Magari era solo l’effetto di un brutto sogno...
«È quello che avrei detto anch’io, se non fosse che non ero solo. E la persona al mio fianco ha avvertito la stessa identica sensazione».

Adesso mi spaventa. Parliamo di cose liete: dal 28 agosto è di nuovo papà. Come va in famiglia?
«Ormai più che una famiglia siamo un “assembramento”. È il mio quarto figlio, ma ogni volta vedere una nuova creatura entrare nella tua vita è una gioia indicibile».

Avete vissuto la gravidanza in pieno lockdown. Eravate preoccupati?
«Io e Bianca, mia moglie, abbiamo aspettato a dare la notizia proprio perché non riuscivamo a parlare di una cosa così bella con quel clima di tensione nell’aria. C’era un unico vantaggio: niente paparazzi sotto casa».

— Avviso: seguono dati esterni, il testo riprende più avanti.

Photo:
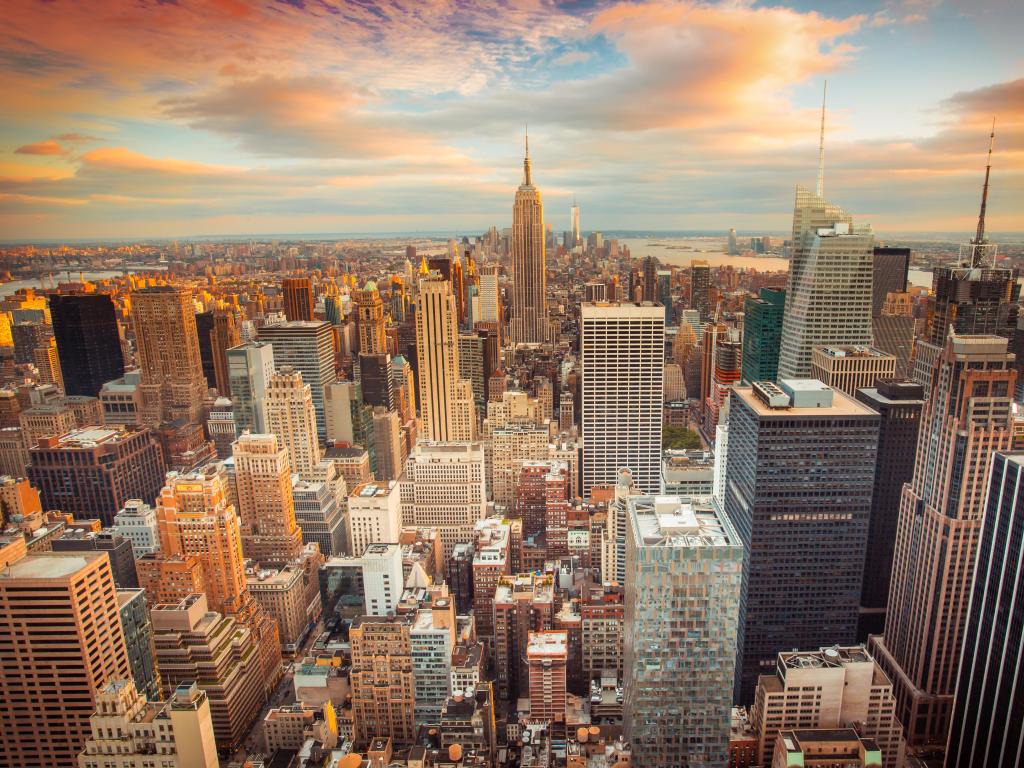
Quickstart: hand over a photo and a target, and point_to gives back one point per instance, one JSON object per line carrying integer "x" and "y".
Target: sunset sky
{"x": 170, "y": 119}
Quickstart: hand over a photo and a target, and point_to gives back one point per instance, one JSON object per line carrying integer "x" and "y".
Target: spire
{"x": 525, "y": 163}
{"x": 821, "y": 145}
{"x": 979, "y": 237}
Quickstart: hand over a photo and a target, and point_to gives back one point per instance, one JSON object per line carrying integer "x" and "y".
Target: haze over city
{"x": 176, "y": 119}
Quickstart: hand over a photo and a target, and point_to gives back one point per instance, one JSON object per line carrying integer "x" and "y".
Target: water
{"x": 8, "y": 289}
{"x": 680, "y": 251}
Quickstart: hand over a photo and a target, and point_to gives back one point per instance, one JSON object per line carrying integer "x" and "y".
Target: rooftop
{"x": 48, "y": 565}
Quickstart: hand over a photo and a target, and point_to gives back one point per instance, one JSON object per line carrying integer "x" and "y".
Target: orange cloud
{"x": 41, "y": 147}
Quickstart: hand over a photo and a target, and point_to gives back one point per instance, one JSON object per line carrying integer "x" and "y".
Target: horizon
{"x": 136, "y": 121}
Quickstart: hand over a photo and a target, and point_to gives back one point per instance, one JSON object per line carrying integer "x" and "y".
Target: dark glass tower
{"x": 899, "y": 403}
{"x": 889, "y": 274}
{"x": 988, "y": 709}
{"x": 762, "y": 334}
{"x": 88, "y": 343}
{"x": 204, "y": 330}
{"x": 800, "y": 470}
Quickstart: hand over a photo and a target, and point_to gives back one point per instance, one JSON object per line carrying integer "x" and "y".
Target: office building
{"x": 967, "y": 418}
{"x": 61, "y": 644}
{"x": 223, "y": 336}
{"x": 92, "y": 472}
{"x": 370, "y": 320}
{"x": 218, "y": 654}
{"x": 381, "y": 678}
{"x": 683, "y": 579}
{"x": 988, "y": 711}
{"x": 432, "y": 639}
{"x": 291, "y": 416}
{"x": 263, "y": 496}
{"x": 85, "y": 327}
{"x": 623, "y": 352}
{"x": 374, "y": 515}
{"x": 446, "y": 402}
{"x": 298, "y": 299}
{"x": 250, "y": 367}
{"x": 889, "y": 274}
{"x": 762, "y": 334}
{"x": 134, "y": 613}
{"x": 308, "y": 348}
{"x": 528, "y": 324}
{"x": 849, "y": 368}
{"x": 833, "y": 687}
{"x": 522, "y": 603}
{"x": 137, "y": 522}
{"x": 547, "y": 654}
{"x": 444, "y": 487}
{"x": 975, "y": 301}
{"x": 899, "y": 406}
{"x": 320, "y": 512}
{"x": 828, "y": 299}
{"x": 172, "y": 382}
{"x": 128, "y": 731}
{"x": 117, "y": 547}
{"x": 799, "y": 481}
{"x": 825, "y": 749}
{"x": 700, "y": 289}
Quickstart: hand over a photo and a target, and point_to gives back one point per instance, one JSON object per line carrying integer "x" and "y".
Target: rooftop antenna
{"x": 525, "y": 162}
{"x": 821, "y": 144}
{"x": 979, "y": 237}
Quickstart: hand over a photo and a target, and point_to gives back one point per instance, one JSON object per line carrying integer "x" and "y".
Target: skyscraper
{"x": 250, "y": 367}
{"x": 623, "y": 352}
{"x": 225, "y": 334}
{"x": 85, "y": 327}
{"x": 529, "y": 275}
{"x": 446, "y": 402}
{"x": 683, "y": 580}
{"x": 574, "y": 224}
{"x": 299, "y": 302}
{"x": 899, "y": 403}
{"x": 292, "y": 417}
{"x": 762, "y": 334}
{"x": 888, "y": 274}
{"x": 700, "y": 288}
{"x": 828, "y": 299}
{"x": 967, "y": 418}
{"x": 61, "y": 643}
{"x": 263, "y": 491}
{"x": 988, "y": 709}
{"x": 308, "y": 347}
{"x": 370, "y": 320}
{"x": 173, "y": 386}
{"x": 799, "y": 479}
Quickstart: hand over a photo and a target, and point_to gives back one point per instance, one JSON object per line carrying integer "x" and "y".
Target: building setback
{"x": 988, "y": 710}
{"x": 683, "y": 581}
{"x": 85, "y": 327}
{"x": 967, "y": 418}
{"x": 92, "y": 472}
{"x": 60, "y": 644}
{"x": 899, "y": 403}
{"x": 623, "y": 353}
{"x": 800, "y": 474}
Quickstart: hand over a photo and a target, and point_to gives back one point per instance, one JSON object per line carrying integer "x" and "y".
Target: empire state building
{"x": 529, "y": 279}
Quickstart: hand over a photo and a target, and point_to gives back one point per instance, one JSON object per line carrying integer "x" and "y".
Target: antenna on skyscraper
{"x": 821, "y": 144}
{"x": 979, "y": 237}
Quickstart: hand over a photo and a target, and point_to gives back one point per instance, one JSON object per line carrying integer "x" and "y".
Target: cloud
{"x": 571, "y": 58}
{"x": 77, "y": 137}
{"x": 41, "y": 147}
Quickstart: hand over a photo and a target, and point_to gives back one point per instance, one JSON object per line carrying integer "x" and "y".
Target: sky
{"x": 171, "y": 118}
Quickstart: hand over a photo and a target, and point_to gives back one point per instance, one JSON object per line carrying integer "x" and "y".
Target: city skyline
{"x": 356, "y": 119}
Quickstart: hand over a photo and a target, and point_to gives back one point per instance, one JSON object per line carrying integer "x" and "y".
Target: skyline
{"x": 167, "y": 120}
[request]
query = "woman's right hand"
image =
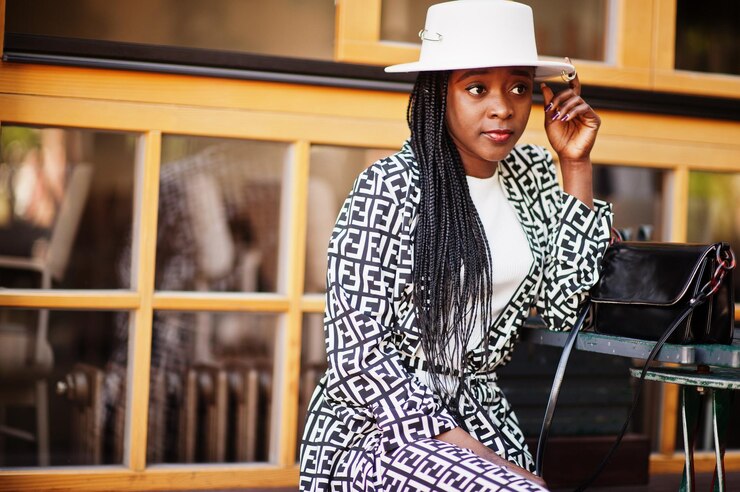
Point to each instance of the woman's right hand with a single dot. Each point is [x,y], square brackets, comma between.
[460,438]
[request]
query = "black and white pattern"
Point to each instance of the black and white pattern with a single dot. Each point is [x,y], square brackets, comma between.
[371,422]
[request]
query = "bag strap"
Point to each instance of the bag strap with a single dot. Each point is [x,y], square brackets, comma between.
[695,302]
[555,390]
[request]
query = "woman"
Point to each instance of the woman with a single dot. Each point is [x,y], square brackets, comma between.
[437,257]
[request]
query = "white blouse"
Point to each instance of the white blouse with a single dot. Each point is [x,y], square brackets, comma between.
[511,255]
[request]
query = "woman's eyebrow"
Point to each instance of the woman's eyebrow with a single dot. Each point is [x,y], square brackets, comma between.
[475,73]
[471,73]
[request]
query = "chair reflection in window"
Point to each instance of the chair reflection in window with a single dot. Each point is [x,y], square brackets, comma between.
[26,357]
[211,373]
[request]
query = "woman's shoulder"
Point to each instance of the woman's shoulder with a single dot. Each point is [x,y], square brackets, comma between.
[395,176]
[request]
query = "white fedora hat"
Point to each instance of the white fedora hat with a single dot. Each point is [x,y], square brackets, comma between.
[480,34]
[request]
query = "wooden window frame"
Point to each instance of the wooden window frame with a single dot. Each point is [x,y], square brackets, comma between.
[643,35]
[153,105]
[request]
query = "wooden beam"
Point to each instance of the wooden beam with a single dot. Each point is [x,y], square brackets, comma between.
[288,358]
[190,477]
[2,26]
[200,301]
[143,269]
[69,299]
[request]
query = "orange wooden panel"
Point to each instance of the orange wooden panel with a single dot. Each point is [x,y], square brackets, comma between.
[191,477]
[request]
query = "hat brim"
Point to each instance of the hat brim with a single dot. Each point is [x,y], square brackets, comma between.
[543,69]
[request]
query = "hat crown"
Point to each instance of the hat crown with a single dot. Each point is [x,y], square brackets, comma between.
[472,30]
[479,33]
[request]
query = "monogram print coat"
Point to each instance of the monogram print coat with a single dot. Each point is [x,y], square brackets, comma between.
[371,400]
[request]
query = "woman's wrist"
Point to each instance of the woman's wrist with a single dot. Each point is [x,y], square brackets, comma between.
[578,179]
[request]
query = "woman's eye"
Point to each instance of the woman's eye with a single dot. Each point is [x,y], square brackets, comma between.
[520,89]
[475,90]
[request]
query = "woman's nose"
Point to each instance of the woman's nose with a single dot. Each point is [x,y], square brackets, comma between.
[500,107]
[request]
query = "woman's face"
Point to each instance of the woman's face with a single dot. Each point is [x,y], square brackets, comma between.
[487,111]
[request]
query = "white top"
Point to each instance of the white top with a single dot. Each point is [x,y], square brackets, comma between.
[511,255]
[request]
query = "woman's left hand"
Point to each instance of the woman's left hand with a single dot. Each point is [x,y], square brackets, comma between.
[571,124]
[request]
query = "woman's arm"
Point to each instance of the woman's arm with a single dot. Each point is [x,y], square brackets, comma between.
[571,126]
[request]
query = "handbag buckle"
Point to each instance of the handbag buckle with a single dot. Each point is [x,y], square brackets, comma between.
[724,265]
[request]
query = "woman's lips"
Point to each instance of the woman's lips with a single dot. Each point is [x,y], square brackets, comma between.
[499,136]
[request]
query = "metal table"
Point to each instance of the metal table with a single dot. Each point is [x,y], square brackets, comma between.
[710,370]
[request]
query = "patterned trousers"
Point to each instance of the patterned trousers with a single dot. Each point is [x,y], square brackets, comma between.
[431,464]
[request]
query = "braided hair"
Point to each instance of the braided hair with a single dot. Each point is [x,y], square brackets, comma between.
[452,261]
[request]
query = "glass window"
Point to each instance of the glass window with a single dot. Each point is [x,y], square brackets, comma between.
[714,212]
[574,28]
[708,39]
[62,387]
[332,173]
[66,207]
[636,195]
[219,214]
[296,28]
[211,387]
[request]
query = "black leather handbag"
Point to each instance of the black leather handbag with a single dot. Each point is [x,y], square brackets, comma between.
[644,287]
[681,293]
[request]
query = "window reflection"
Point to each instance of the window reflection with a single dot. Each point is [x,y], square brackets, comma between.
[714,212]
[219,214]
[574,28]
[637,198]
[62,387]
[211,387]
[66,207]
[313,364]
[708,40]
[332,172]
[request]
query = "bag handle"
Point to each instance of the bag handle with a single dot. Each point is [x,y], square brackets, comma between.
[726,262]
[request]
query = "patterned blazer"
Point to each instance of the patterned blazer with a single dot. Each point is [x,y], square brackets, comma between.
[370,400]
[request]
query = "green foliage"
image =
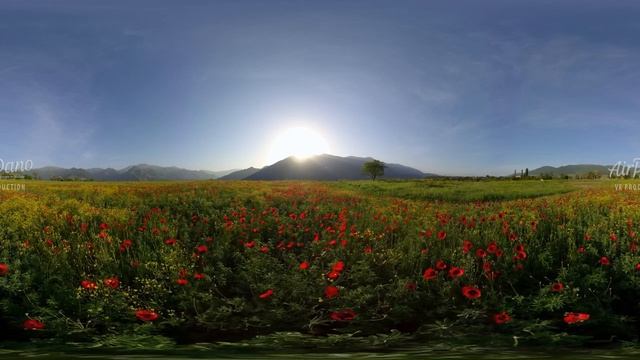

E adesso cosa la aspetta? Magari la regia di un film?
«Ammetto che ci sto pensando. Ma la regia ti assorbe per così tanto tempo... Sto ancora cercando quella storia che mi faccia dire: “Wow! Voglio dedicarmi a questo progetto per i prossimi due anni”».

Intanto a marzo di anni ne compirà 50. Sta preparando grandi festeggiamenti?
«Veramente non ci penso mai e ormai mi sa che è tardi per organizzare qualcosa di speciale. Magari farò una megafesta per i 51...».